Example: Using root macros with Spark applications
SparkSubmitOperator(
task_id="my_task",
application="/script.py",
conf={
"spark.openlineage.rootJobNamespace": "{{ macros.OpenLineageProviderPlugin.lineage_root_job_namespace(task_instance) }}",
"spark.openlineage.rootJobName": "{{ macros.OpenLineageProviderPlugin.lineage_root_job_name(task_instance) }}",
"spark.openlineage.rootRunId": "{{ macros.OpenLineageProviderPlugin.lineage_root_run_id(task_instance) }}",
},
)
Joined identifiers¶
Instead of passing separate components, you can use combined macros that return all information in a single string.
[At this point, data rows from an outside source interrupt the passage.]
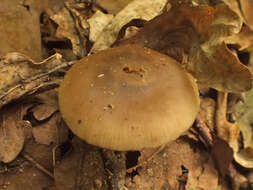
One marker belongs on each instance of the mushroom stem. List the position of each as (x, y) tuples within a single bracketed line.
[(130, 170), (225, 130), (115, 164)]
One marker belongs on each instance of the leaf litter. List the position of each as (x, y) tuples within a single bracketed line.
[(205, 38)]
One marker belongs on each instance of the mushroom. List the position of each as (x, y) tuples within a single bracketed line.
[(128, 98)]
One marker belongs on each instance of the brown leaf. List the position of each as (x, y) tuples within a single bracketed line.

These macros are useful when you need to pass the complete identifier to a child job in one parameter.
The lineage_parent_id(task_instance) macro combines the parent information (namespace, job name, and run id)
into one string structured as {namespace}/{job_name}/{run_id}. This represents the Airflow task and should be used
as parent information when configuring child jobs.
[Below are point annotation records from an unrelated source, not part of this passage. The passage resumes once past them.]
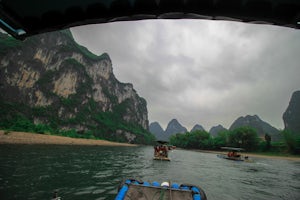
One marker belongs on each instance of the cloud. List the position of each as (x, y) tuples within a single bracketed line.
[(202, 71)]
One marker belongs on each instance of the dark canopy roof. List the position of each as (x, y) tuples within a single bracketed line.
[(23, 18)]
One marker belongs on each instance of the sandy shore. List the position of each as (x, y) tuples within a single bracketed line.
[(31, 138)]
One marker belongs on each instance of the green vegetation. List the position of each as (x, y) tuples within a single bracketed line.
[(7, 42), (101, 125), (243, 137)]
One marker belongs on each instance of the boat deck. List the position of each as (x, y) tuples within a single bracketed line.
[(139, 192)]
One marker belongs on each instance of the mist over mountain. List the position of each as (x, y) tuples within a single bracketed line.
[(259, 125), (291, 116), (157, 131), (215, 130), (197, 127)]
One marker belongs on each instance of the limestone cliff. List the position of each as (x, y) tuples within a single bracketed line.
[(60, 83), (291, 116)]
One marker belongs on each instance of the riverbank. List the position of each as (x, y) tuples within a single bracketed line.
[(290, 157), (13, 137)]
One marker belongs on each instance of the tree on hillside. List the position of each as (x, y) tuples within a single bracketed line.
[(268, 141), (244, 137), (292, 141)]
Similarly, the lineage_root_parent_id(task_instance) macro combines the root information (root namespace, root job name,
and root run id) into one string structured as {namespace}/{job_name}/{run_id}. This forwards the Airflow task’s root
information and should be used as root information when configuring child jobs.
def my_task_function(templates_dict, **kwargs):
parent_job_namespace, parent_job_name, parent_run_id = templates_dict["parentRun"].split("/")
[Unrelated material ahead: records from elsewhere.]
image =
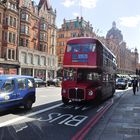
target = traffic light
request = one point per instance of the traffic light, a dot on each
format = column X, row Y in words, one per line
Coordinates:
column 3, row 1
column 137, row 72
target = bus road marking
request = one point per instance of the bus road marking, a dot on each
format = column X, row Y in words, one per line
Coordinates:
column 66, row 119
column 100, row 108
column 20, row 127
column 29, row 115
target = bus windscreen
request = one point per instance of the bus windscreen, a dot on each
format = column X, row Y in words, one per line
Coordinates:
column 90, row 47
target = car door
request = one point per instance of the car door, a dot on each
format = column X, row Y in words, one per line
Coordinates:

root_job_namespace, root_job_name, root_run_id = templates_dict["rootRun"].split("/")
...
PythonOperator(
task_id="render_template",
python_callable=my_task_function,
templates_dict={
# Parent information as one string `<namespace>/<name>/<run_id>`
"parentRun": "{{ macros.OpenLineageProviderPlugin.lineage_parent_id(task_instance) }}",
# Root information as one string `<namespace>/<name>/<run_id>`
"rootRun": "{{ macros.OpenLineageProviderPlugin.lineage_root_parent_id(task_instance) }}",
},
provide_context=False,
dag=dag,
)
Example¶
When you need to pass both parent and root lineage information to a child job, you can combine all macros in a single operator configuration. This example shows how to use both parent and root macros with a Spark application:
SparkSubmitOperator(
task_id="process_data",
application="/path/to/spark/app.py",
conf={
# Parent lineage information
"spark.openlineage.parentJobNamespace": "{{ macros.OpenLineageProviderPlugin.lineage_job_namespace() }}",
"spark.openlineage.parentJobName": "{{ macros.OpenLineageProviderPlugin.lineage_job_name(task_instance) }}",
"spark.openlineage.parentRunId": "{{ macros.OpenLineageProviderPlugin.lineage_run_id(task_instance) }}",
# Root lineage information
"spark.openlineage.rootJobNamespace": "{{ macros.OpenLineageProviderPlugin.lineage_root_job_namespace(task_instance) }}",
"spark.openlineage.rootJobName": "{{ macros.OpenLineageProviderPlugin.lineage_root_job_name(task_instance) }}",
"spark.openlineage.rootRunId": "{{ macros.OpenLineageProviderPlugin.lineage_root_run_id(task_instance) }}",
},
)
For more Spark-specific examples and automatic injection options, see OpenLineage Spark Integration.